By Alvin Worzi
The political leader of the Movement for Economic Empowerment (MOVEE), Dr. Joseph Mills Jones, says his administration will ensure that the University of Liberia offers the PhD degree, emphasizing that UL should be positioned to award terminal degrees (the highest degree in a discipline) in various disciplines.
Dr. Jones made the assertion during the African Methodist Episcopal University (AMEU) student class night held at A La Gunge on Congo Town back road, when he was cited for his outstanding contributions to society.
Dr. Jones said scholarships will be offered to qualified students in the sciences, healthcare, and education.
“And there will be increased support for university teachers to pursue PhD degrees abroad. The goal is to create within a specified period the offering of doctorate degrees at the University of Liberia. It is time for the University of Liberia to join other universities in Africa that offer doctorate degrees. It can be done; it will be done,” the former Central Bank Governor said.
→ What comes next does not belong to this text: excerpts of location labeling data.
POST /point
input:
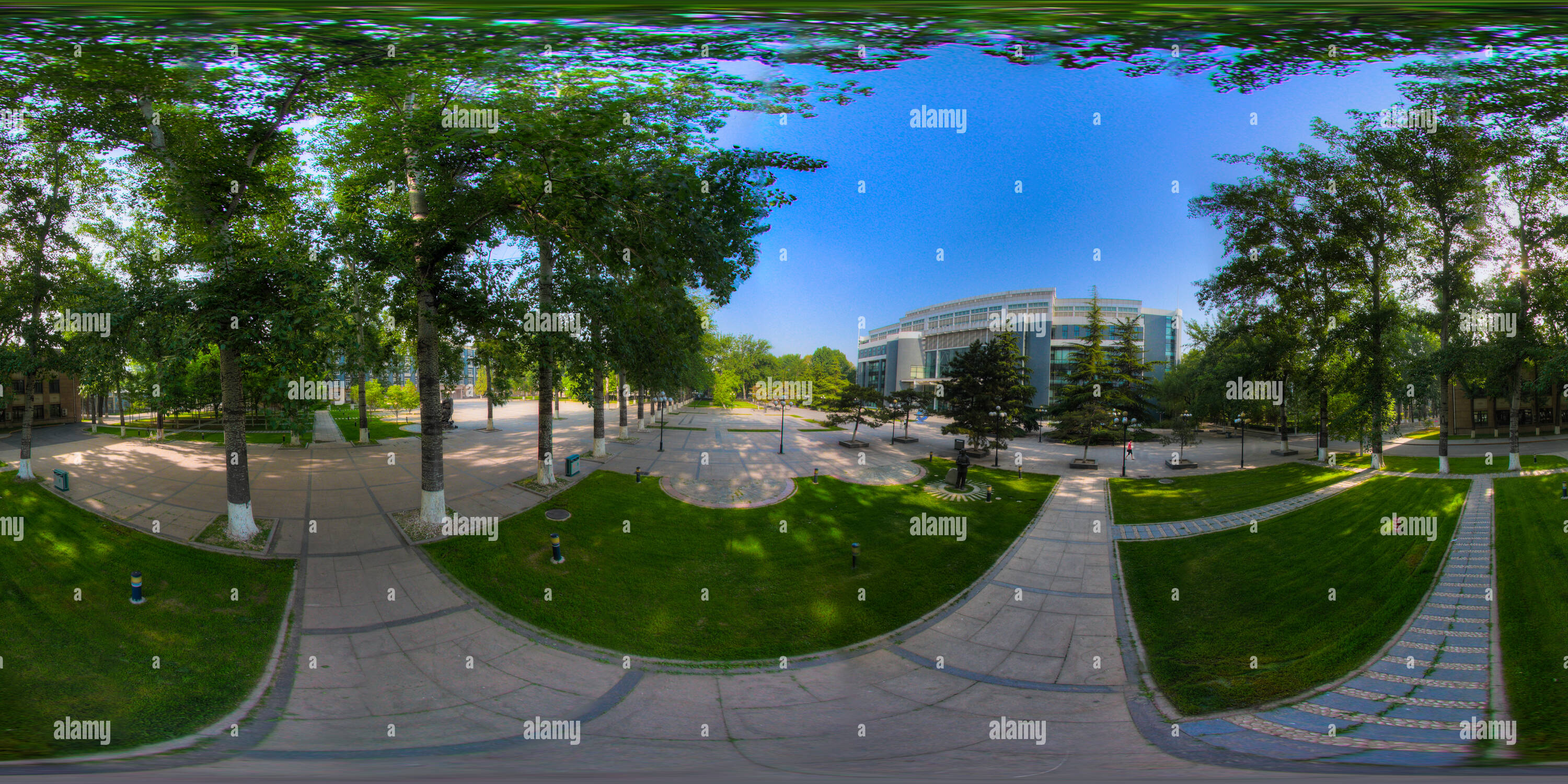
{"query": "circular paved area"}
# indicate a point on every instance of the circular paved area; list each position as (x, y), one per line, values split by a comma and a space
(1034, 639)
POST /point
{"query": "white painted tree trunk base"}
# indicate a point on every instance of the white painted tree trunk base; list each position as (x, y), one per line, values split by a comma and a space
(242, 524)
(432, 507)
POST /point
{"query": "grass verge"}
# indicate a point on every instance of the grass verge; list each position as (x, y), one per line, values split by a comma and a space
(91, 659)
(770, 592)
(1532, 610)
(380, 429)
(1267, 593)
(1208, 494)
(1476, 465)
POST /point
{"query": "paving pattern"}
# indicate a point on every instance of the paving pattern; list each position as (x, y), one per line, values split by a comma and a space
(1405, 708)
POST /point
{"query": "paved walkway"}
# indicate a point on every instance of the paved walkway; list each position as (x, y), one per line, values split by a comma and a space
(1405, 708)
(391, 640)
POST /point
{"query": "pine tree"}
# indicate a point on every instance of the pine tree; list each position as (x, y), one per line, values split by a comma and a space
(1086, 402)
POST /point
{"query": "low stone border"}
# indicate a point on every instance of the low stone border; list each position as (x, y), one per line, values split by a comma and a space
(667, 483)
(846, 476)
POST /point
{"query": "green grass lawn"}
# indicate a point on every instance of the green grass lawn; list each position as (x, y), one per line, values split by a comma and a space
(1266, 593)
(1532, 595)
(93, 659)
(1209, 494)
(770, 593)
(1476, 465)
(709, 403)
(380, 429)
(207, 438)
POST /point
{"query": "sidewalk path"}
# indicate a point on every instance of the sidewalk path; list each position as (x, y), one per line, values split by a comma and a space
(1405, 708)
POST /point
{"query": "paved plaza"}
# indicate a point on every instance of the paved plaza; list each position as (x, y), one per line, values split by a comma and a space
(1039, 637)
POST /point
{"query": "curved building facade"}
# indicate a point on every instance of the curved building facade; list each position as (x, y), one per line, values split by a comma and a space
(918, 350)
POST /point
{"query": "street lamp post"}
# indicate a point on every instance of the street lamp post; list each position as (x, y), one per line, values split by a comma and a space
(1125, 422)
(661, 400)
(1241, 424)
(996, 427)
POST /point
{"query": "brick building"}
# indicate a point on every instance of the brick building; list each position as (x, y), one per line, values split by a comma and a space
(55, 400)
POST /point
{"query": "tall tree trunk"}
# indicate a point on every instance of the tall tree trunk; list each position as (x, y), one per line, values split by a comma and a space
(598, 411)
(490, 403)
(546, 463)
(1285, 429)
(242, 523)
(1322, 425)
(620, 396)
(1514, 416)
(432, 479)
(1379, 389)
(24, 469)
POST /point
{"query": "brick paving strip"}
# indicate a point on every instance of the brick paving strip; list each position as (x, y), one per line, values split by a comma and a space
(1405, 708)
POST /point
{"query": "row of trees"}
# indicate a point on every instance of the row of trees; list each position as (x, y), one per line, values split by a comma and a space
(295, 203)
(1396, 261)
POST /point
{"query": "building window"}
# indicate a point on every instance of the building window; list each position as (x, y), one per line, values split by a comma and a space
(875, 374)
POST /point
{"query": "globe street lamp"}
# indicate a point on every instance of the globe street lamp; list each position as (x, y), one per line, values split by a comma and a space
(661, 400)
(1241, 424)
(996, 427)
(1125, 422)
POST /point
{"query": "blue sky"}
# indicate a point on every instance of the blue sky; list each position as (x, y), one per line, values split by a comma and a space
(1084, 187)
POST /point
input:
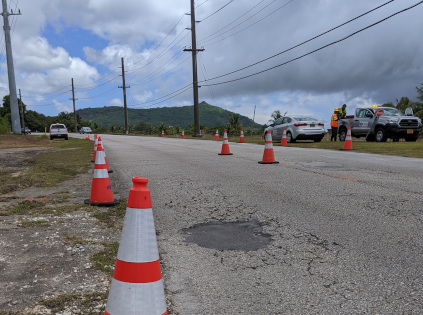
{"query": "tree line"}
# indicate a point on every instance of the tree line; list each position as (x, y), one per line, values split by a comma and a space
(39, 122)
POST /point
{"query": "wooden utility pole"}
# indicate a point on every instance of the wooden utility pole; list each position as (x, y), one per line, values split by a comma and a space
(194, 72)
(14, 107)
(21, 110)
(124, 87)
(74, 111)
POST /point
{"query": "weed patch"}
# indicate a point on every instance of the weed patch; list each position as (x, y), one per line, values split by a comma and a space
(111, 216)
(35, 223)
(89, 303)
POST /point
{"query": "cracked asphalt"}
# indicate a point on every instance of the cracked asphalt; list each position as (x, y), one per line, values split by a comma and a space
(345, 228)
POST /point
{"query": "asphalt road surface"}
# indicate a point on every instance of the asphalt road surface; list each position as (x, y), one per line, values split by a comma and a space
(322, 232)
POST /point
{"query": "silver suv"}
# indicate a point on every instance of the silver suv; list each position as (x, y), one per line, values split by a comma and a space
(85, 130)
(58, 131)
(298, 127)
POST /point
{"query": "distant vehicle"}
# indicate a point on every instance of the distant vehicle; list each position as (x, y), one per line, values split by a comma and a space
(298, 127)
(26, 130)
(85, 130)
(378, 123)
(58, 131)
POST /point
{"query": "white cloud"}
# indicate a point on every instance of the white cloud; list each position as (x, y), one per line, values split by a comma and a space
(378, 65)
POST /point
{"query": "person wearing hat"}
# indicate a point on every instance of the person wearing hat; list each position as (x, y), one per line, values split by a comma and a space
(334, 124)
(342, 111)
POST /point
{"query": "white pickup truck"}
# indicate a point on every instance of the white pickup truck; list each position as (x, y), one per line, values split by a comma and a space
(58, 131)
(380, 123)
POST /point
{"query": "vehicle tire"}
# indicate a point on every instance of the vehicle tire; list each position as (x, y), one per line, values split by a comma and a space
(411, 139)
(380, 135)
(370, 138)
(289, 138)
(342, 134)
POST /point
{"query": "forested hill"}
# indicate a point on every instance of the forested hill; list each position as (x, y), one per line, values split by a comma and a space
(210, 116)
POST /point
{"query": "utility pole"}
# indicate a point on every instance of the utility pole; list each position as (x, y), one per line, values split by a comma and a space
(14, 109)
(124, 87)
(21, 110)
(194, 72)
(74, 111)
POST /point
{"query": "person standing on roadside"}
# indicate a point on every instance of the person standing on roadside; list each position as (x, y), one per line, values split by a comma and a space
(342, 111)
(334, 124)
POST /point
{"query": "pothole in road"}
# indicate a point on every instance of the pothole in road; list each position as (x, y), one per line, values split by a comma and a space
(239, 235)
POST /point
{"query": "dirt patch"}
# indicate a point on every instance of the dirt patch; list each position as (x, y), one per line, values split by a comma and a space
(48, 239)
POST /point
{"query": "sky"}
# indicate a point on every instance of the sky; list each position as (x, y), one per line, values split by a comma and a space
(295, 56)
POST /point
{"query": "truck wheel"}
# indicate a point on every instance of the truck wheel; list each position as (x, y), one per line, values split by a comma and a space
(411, 139)
(370, 138)
(342, 134)
(380, 135)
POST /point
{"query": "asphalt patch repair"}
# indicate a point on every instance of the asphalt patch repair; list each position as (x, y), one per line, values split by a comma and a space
(239, 235)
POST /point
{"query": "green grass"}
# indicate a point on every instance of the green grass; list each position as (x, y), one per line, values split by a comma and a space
(87, 303)
(51, 168)
(66, 161)
(112, 215)
(36, 223)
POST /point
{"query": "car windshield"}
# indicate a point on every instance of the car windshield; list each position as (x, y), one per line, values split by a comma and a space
(391, 112)
(304, 118)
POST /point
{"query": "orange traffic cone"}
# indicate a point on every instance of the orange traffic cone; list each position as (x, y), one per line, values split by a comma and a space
(241, 137)
(225, 145)
(268, 156)
(137, 285)
(101, 149)
(95, 148)
(284, 141)
(101, 190)
(348, 140)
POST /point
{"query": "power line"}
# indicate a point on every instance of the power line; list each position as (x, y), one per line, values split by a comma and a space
(307, 41)
(316, 50)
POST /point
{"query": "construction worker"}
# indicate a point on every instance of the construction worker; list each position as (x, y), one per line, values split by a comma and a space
(334, 124)
(342, 111)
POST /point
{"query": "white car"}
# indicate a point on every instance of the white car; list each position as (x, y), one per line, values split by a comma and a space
(58, 131)
(85, 130)
(298, 127)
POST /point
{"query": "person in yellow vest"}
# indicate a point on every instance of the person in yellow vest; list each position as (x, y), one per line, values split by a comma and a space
(342, 111)
(334, 124)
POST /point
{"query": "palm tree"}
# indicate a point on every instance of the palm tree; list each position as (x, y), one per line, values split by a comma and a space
(276, 115)
(234, 126)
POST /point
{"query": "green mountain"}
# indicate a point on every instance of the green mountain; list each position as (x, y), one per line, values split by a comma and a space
(210, 116)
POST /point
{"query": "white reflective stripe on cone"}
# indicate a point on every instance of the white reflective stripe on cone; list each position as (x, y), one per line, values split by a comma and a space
(268, 137)
(99, 157)
(136, 298)
(101, 173)
(138, 242)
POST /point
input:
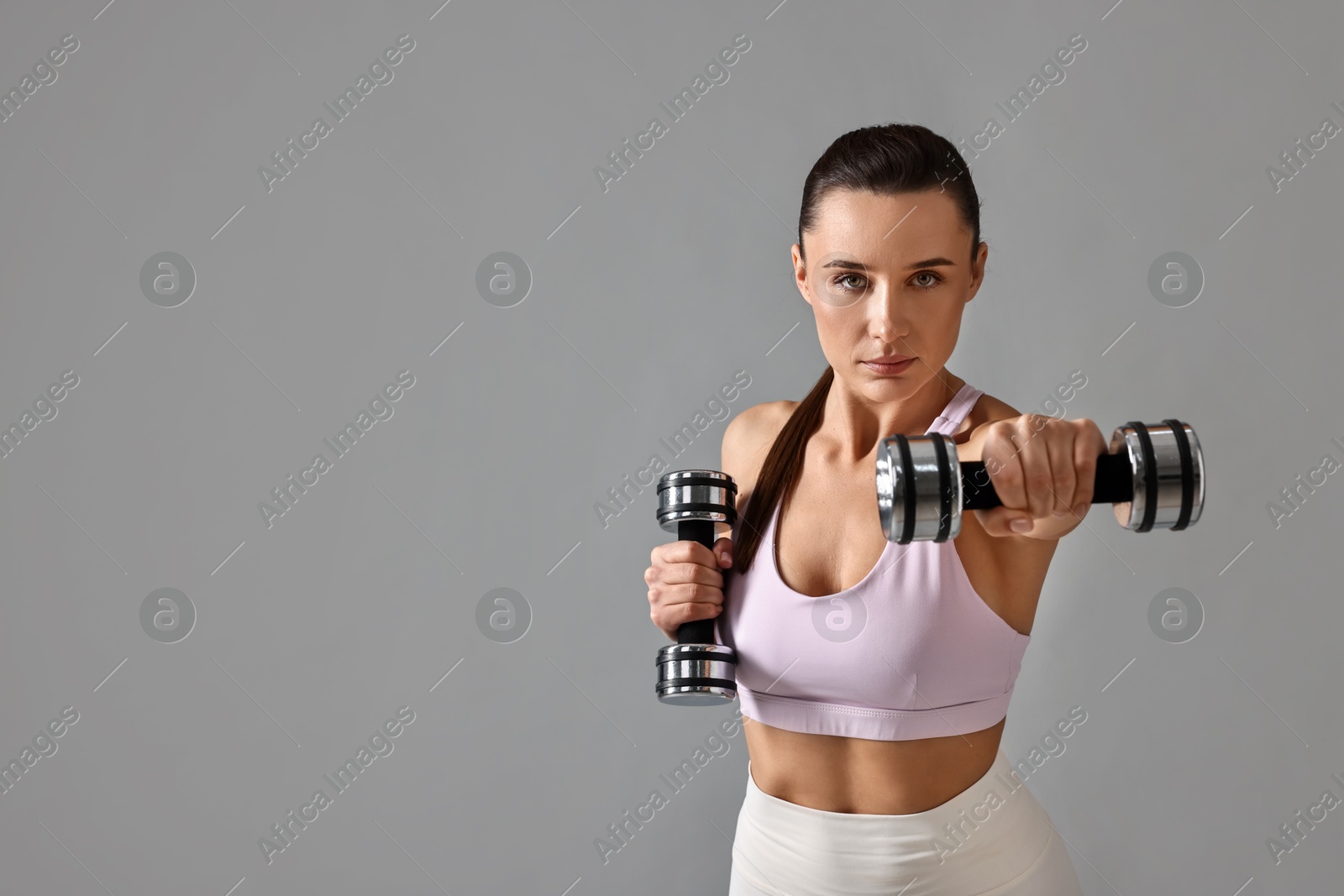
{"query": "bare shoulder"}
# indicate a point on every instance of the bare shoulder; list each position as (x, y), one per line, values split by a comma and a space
(748, 439)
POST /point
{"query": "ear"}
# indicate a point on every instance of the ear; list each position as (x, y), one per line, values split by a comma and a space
(978, 270)
(800, 273)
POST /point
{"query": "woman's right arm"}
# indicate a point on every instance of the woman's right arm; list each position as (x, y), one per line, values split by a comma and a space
(685, 578)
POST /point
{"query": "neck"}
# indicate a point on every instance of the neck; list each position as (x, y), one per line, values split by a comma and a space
(853, 423)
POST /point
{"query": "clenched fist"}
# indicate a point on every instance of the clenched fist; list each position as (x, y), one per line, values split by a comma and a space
(685, 582)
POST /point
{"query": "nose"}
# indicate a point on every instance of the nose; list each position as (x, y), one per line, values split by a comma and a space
(887, 318)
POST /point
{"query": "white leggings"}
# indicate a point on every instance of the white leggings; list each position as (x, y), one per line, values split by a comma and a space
(992, 839)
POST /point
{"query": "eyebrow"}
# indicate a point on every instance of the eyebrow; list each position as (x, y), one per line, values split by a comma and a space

Under a MOVEE administration, he said university education will be subsidized using a low-interest student loan scheme to cover the cost of tuition, books and fees to help ensure access to education for all.
“Those who graduate from college/university or complete high school or who join the youth corps that will be established will further advance this idea of oneness across our country.
The reconciliation theology of the MOVEE administration will be preached early to the young people of Liberia. We will not let 170 years come and go again while we struggle to define who we are as a people,” Dr. Jones said.
He said MOVEE’s reconciliation theology will also be supported by a policy of economic empowerment and the building of a vibrant, diversified economy with expanding opportunities for all Liberians.
Dr. Jones said Liberia needs men and women of action, not people who just make promises or preach division and offer little in terms of meeting the challenges of underdevelopment and poverty.
He said ‘regular politicians’ have failed Liberia. “And while failure doesn’t mean a grade of zero, because all has not been bad, for a country that is 170 years old the passing grade should mean more than schools without benches, laboratories and toilets, hospitals without adequate equipment, a few passable roads during the rainy season, a minuscule level of food production, widespread poverty, the absence of a truly Liberian middle class, the lack of meaningful participation of Liberians in the country’s economy among others.”
Dr. Jones told the students, “You are leaving the university at a time of great expectations.
The political calendar is calling for election of a new president and a new House of Representatives. And while you may see it as yet another national event, this election is actually about each of you as individuals: your prospects for meaningful jobs; for a higher standard of living; for having a socio-political system that encourages performance and rewards merit.”
The election, he said, is about each of them “for being productive citizens in a pluralistic society, yet wedded to a common Liberian identity; for being able to take pride as members of that generation of Liberians that rose above the long-standing illness of greed and selfishness to put Liberia on the path of reclaiming its promise.”
Meanwhile, several attempts to solicit the views of the director of the National Commission on Higher Education, Michael Slawon, were futile as his cellphone rang without him answering the calls.